Panel speakers included Simmons, along with a university professor of geoscience, an energy economist, and a consultant who represents a petroleum scientist group that advocates the so-called "Hubbert's Peak" viewpoint on the peak oil issue.

The theory that oil resources are rapidly depleting is named after Shell Oil Co. scientist King Hubbert who, against the conventional wisdom of 1956, predicted US oil production would peak far earlier than experts anticipated. His followers today say his forecasts are coming to pass in most of the world's existing oil basins, and that will precipitate an oil supply crisis within the next 2 decades.

Simmons said that without more information it is unwise to embrace today's conventional view that world oil production has not yet peaked.

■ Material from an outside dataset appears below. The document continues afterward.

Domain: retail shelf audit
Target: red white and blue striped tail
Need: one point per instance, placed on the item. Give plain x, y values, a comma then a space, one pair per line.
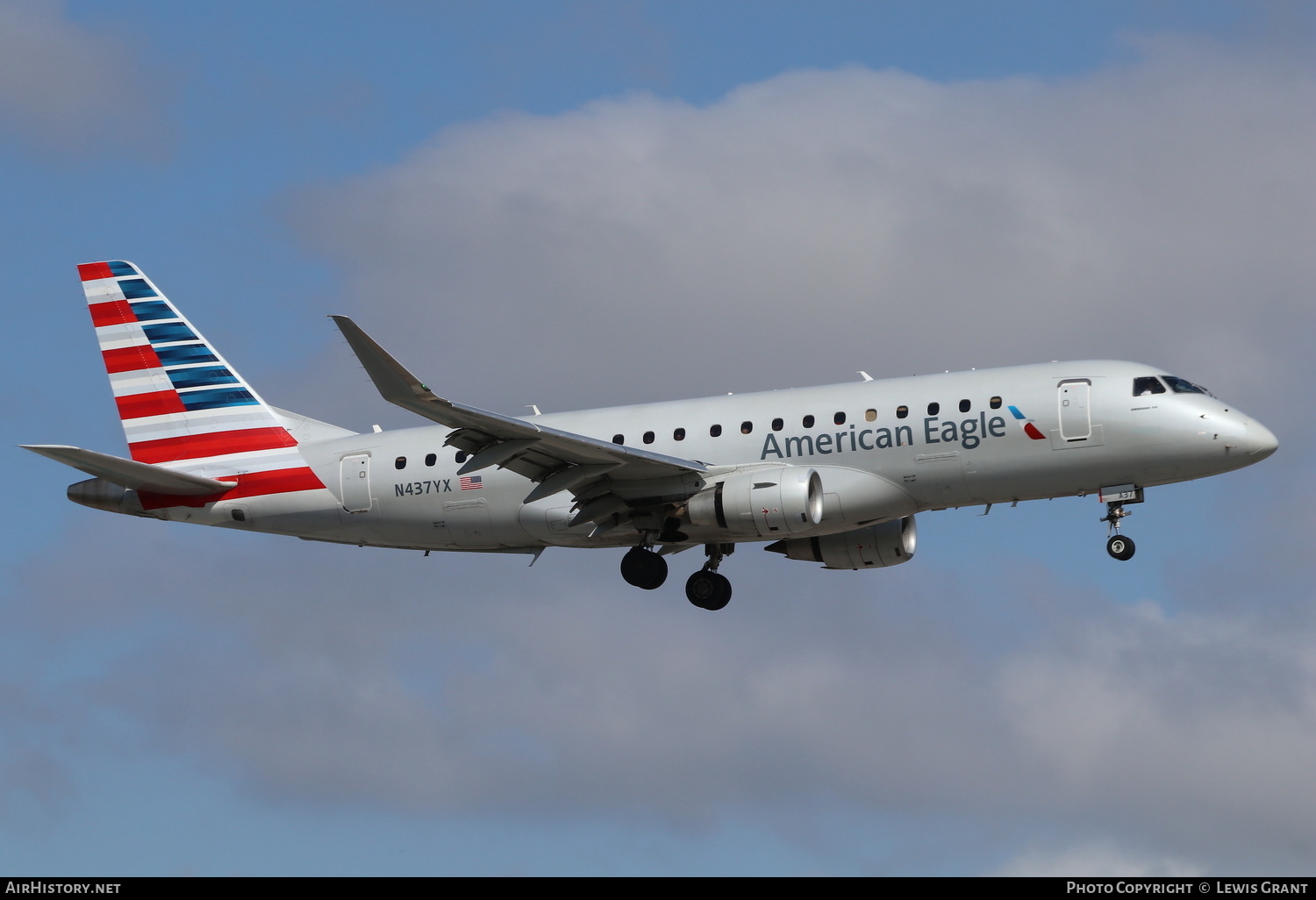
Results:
183, 407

"With production from giant fields providing such a significant share of the world's oil supply, it seems important to understand the decline rates that each of these fields experience and to determine what future decline rates are likely to be," he said.

The 'optimists'

Panelists William Fisher, a professor of geosciences at the University of Texas at Austin, and Mike Lynch, an energy economist who is a research affiliate at the Massachusetts Institute of Technology, held the antidepletionist view that it's unlikely that world oil suppliers are close to peaking.

Fisher said that ultimate oil recovery estimates are "all over the place" from nonexistent to robust estimates. But a convincing case can be made that the world has not yet seen peak oil supply due in part to the fact that field reserve growth is robust, and the sources of that growth are many and varied, he said.

Lynch also endorsed the view that it is unlikely the world is going to be running out of oil in the near future. He noted that no one disagrees with the notion that petroleum resources are not infinite or that depletion is occurring or raises costs.

Further, he acknowledged that forecasting both discoveries and supplies is extremely difficult because of the uncertain nature of field size and because of the heavy influence of individual national economic conditions. But that does not mean one should assume the oil is vanishing, he said.

"Scarcity can be very roughly estimated by looking at a number of factors, including costs and reserve values, discovery size, drilling intensity, and well productivity, and none of these supports the alarmist views of a peak in world oil production over the next decade or two," Lynch said.